As a result of measuring the luminescence intensity of the mutants selected in Example 2, five mutants M60L (Methionine (M) at the 60th position of G Luc) leucine (Leucine, L)), K88Q (Lysine, K in G Luc at position 88 to Glutamine, Q), F89Y (Phenylalanine (F) at position 89 in G Luc) Tyrosine, Y)), I90L (Isoleucine, I) at position 90 in G Luc with leucine (L)) and S103T (Serine, S) at position 103 in G Luc The luminescence intensity of threonine (substituted with Th) was about 2-7 times amplified than wild-type G Luc (FIG. 2A). In particular, of the five candidate mutants, K88Q and M60L showed the highest luminescence intensity enhancing effect. The substitution of isoleucine (I) (M60I) at the 60th position (M60) of G Luc is a light emission half-life extending from 2.4 minutes (wild type) to 9.1 minutes in the presence of Triton X-100. life) (CA Maguire. et.al. , Anal.
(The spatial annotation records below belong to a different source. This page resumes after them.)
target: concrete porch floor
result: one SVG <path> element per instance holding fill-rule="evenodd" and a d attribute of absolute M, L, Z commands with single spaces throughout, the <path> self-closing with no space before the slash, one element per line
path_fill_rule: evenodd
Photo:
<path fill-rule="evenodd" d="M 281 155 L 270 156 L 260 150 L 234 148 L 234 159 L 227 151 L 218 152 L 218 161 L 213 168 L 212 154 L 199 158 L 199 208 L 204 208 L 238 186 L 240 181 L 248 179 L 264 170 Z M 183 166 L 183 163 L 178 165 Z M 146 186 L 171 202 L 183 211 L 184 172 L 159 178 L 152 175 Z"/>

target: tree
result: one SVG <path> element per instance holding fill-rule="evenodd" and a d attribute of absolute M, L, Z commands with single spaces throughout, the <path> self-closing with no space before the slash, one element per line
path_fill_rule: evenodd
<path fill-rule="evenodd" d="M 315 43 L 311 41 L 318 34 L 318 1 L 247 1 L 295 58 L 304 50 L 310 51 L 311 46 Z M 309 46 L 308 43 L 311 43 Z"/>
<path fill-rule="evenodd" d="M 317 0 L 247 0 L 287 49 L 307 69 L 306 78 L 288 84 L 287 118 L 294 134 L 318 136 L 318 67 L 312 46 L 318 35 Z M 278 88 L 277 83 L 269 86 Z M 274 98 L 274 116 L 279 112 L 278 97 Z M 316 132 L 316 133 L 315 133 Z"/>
Chem . , 81: 7102-7106, 2009). F89W and I90L have also been previously reported for bioluminescence enhancement in G Luc (SB Kim et . Al . , Anal. Chem . , 83: 8732-8740, 2011). For comparison, the intensity of wild type G Luc at 482 nm (λ _max ) was considered 1.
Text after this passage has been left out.